To reduce the computational cost of parameter inference, the numerical power spectrum module includes an emulator based on Random Forest Regression (RFR).

  • The emulator is trained on outputs of the numerical power spectrum solver

  • It maps model parameters to power spectrum parameters (\(A_s\), \(n_s\), \(\alpha_s\) and \(\beta_s\))

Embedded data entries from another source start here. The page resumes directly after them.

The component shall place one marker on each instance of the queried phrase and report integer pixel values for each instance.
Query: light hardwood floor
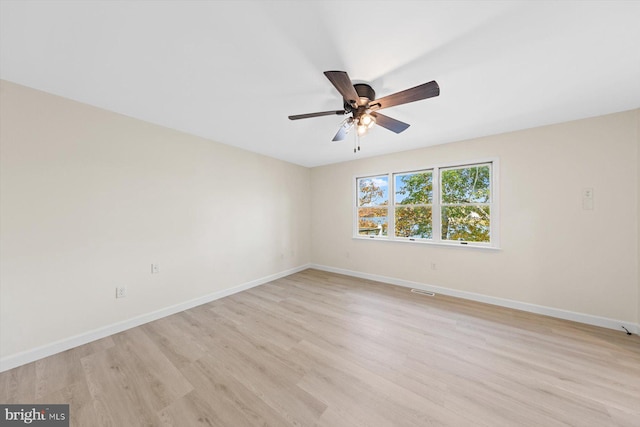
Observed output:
(322, 349)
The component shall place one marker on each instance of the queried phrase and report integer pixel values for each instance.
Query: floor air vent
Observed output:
(421, 292)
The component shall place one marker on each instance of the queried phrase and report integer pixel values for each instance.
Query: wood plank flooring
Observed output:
(320, 349)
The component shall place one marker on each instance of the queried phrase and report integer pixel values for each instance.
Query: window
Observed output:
(413, 197)
(465, 203)
(373, 205)
(447, 204)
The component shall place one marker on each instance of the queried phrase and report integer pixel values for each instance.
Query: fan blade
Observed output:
(342, 82)
(392, 124)
(424, 91)
(323, 113)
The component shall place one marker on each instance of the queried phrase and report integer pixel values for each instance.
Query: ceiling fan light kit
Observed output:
(360, 103)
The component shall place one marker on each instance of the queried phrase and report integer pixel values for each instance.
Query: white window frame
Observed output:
(436, 239)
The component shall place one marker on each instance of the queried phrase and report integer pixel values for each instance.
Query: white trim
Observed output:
(588, 319)
(28, 356)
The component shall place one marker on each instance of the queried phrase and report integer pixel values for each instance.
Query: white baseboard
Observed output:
(523, 306)
(22, 358)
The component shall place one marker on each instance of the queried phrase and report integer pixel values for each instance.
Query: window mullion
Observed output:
(391, 208)
(436, 219)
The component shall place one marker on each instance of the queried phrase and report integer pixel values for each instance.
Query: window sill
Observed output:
(467, 245)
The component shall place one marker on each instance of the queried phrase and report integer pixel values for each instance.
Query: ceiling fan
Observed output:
(361, 105)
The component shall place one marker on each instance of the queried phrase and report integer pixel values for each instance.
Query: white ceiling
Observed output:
(232, 71)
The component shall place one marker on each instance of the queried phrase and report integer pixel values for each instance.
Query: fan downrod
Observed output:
(364, 91)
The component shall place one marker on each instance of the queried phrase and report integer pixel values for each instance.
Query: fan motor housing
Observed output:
(364, 91)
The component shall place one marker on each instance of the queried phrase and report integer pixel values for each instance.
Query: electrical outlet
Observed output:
(121, 291)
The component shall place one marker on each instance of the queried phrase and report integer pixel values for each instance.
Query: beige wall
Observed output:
(89, 199)
(554, 254)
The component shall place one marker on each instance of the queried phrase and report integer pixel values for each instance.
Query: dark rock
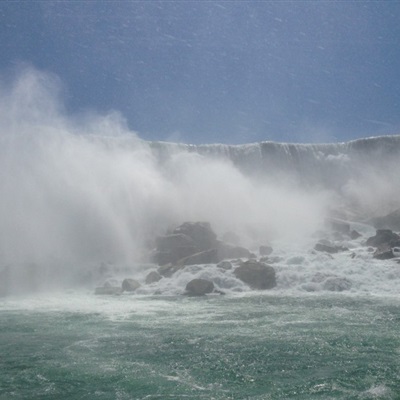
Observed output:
(173, 247)
(231, 237)
(336, 284)
(225, 265)
(199, 287)
(338, 226)
(354, 235)
(152, 277)
(228, 251)
(384, 253)
(331, 249)
(389, 221)
(203, 257)
(265, 250)
(384, 237)
(173, 241)
(200, 232)
(256, 274)
(130, 285)
(320, 277)
(169, 269)
(108, 290)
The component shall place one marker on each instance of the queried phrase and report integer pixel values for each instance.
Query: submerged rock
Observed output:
(228, 252)
(199, 287)
(130, 285)
(389, 221)
(225, 265)
(384, 253)
(201, 234)
(203, 257)
(169, 269)
(338, 225)
(337, 284)
(173, 247)
(152, 277)
(384, 238)
(329, 248)
(265, 250)
(354, 235)
(108, 290)
(256, 274)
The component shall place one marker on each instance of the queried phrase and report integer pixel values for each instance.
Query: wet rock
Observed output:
(130, 285)
(331, 249)
(265, 250)
(337, 284)
(152, 277)
(203, 257)
(199, 287)
(384, 237)
(225, 265)
(256, 274)
(320, 277)
(388, 221)
(384, 253)
(173, 241)
(228, 252)
(109, 290)
(232, 238)
(338, 225)
(173, 247)
(169, 269)
(354, 235)
(201, 233)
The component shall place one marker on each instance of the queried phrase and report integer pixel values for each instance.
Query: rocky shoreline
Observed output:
(195, 243)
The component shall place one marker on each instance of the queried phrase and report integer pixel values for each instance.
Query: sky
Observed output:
(217, 71)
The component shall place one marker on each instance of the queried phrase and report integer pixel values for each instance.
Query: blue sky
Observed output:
(218, 71)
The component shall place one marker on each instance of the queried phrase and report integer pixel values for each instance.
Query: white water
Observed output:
(78, 191)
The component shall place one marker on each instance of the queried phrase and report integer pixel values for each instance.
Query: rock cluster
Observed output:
(195, 243)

  • It is trained and used dynamically during inference to replace expensive numerical evaluations

The Emulator subdirectory is organized into two components:

  1. RF_Acc_Cobaya
    Performs parameter inference using Cobaya with the full numerical solver. During the run, the RFR emulator is trained on-the-fly and progressively replaces calls to the computationally expensive numerical solver.

  2. RF_Only_Cobaya
    Performs parameter inference using the pre-trained emulator. This mode is highly efficient and is suitable for more detailed or extended analyses once the emulator has been trained.

Note

The trained emulator is specific to the Warm Inflation model under consideration. Any change in the model, including modifications to the perturbation setup (e.g., thermalization assumptions or radiation noise), requires retraining the emulator.